The theory of planned behaviour [24] (TPB) is a social cognition model of behaviour with well evidenced predictive utility across a number of populations and behaviours [2527]. Applied to clinicians’ thiazide prescribing behaviour, the TPB proposes that the most proximal antecedents of whether a clinician will perform a behaviour (in this case, prescribing thiazides) are their intention to perform the behaviour (whether they want to prescribe thiazides) and their perceived behavioural control (PBC) over the behaviour (whether they believe that they can prescribe thiazides). Their intention is in turn determined by three underlying cognitive constructs: their attitude (i.e., are they in favour or against prescribing thiazides), their subjective norm (their views of whether others think they should prescribe thiazides) and their PBC (see Fig. 1).

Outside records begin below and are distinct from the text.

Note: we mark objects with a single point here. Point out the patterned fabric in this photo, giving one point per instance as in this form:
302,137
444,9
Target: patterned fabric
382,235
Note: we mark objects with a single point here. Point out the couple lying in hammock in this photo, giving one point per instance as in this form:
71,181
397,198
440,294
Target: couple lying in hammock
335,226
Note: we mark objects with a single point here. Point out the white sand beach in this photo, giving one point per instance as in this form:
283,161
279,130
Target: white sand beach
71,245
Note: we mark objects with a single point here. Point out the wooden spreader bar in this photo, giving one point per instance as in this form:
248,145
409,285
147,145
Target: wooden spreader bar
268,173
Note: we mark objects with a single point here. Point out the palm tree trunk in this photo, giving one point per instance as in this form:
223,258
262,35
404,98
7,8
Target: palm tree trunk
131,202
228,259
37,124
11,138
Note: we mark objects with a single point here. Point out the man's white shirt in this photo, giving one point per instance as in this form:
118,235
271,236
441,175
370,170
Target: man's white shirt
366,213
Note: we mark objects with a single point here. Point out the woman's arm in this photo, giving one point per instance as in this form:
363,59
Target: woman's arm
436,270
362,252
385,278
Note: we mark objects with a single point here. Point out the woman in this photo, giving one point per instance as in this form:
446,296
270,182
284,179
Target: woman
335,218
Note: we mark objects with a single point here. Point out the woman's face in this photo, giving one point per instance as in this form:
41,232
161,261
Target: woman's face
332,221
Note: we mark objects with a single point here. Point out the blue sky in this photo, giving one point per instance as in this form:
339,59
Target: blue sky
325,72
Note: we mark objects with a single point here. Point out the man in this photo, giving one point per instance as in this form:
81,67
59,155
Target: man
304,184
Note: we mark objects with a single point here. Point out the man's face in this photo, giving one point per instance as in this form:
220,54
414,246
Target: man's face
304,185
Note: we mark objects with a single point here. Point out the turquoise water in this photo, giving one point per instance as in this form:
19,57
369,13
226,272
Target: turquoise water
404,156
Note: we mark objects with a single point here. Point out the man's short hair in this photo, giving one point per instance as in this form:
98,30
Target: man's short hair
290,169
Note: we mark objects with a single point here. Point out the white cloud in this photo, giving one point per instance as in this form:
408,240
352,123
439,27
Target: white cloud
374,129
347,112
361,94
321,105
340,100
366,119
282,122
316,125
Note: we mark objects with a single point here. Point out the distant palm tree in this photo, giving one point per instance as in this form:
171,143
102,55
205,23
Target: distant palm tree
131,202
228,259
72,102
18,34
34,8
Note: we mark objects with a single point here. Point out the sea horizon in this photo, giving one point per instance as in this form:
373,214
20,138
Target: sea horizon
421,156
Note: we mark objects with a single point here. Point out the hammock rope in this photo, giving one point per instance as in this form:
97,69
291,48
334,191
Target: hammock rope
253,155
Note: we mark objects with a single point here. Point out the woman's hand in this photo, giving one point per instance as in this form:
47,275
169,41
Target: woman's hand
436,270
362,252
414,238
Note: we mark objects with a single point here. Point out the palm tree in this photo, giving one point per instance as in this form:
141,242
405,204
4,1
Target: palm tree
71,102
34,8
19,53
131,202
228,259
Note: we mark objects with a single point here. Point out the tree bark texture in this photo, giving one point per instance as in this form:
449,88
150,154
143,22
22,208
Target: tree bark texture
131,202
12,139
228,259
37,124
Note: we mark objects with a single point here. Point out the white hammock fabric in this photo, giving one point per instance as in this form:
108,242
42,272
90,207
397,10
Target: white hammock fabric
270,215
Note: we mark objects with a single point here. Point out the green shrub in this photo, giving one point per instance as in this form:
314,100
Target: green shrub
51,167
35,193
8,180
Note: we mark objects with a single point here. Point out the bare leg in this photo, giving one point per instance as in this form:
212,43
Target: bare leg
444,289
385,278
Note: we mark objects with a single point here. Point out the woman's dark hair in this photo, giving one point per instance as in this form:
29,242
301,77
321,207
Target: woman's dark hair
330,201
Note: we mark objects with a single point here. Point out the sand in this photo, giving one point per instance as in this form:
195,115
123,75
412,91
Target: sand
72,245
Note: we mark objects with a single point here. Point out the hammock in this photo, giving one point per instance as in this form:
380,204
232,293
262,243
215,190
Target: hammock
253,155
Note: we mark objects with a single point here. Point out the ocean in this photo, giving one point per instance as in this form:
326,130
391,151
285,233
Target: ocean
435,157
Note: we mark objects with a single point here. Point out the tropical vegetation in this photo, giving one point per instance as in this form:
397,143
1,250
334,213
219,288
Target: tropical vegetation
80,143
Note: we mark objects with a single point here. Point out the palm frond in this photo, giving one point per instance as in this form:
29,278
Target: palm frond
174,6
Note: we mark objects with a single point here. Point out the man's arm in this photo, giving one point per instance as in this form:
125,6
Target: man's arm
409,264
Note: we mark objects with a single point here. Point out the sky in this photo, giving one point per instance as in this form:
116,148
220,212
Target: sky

A systematic review showed that studies using the TPB explained 59 % of the variance in intention and 35 % of the variance in health professional behaviour [27]. Behavioural theory has also been used to evaluate the process of trials of implementation interventions [19, 20, 28, 29] suggesting that behavioural theory may contribute to building a cumulative understanding of why implementation interventions are successful or not.

Fig. 1
figure 1

The theory of planned behaviour [24]

PEMs are a mode of delivering information. An implicit model might suggest a direct relationship between knowledge and behaviour change; however, such a model is not consistent with evidence [30]. The relationship between providing information and achieving behaviour change is more complex. When information is evidence-based and presented by a credible and influential source, it may be persuasive and could plausibly improve clinicians’ motivation to prescribe by altering their beliefs about consequences (e.g. attitude) and highlighting the social influences (e.g. subjective norm) of prescribing [23]. The TPB captures the motivational constructs that PEMs might plausibly influence [31]. Given the TPB’s evidenced predictive validity [27], it was arguably an appropriate model for evaluating the process of behaviour change in the pragmatic intervention tested in the OPEM trial.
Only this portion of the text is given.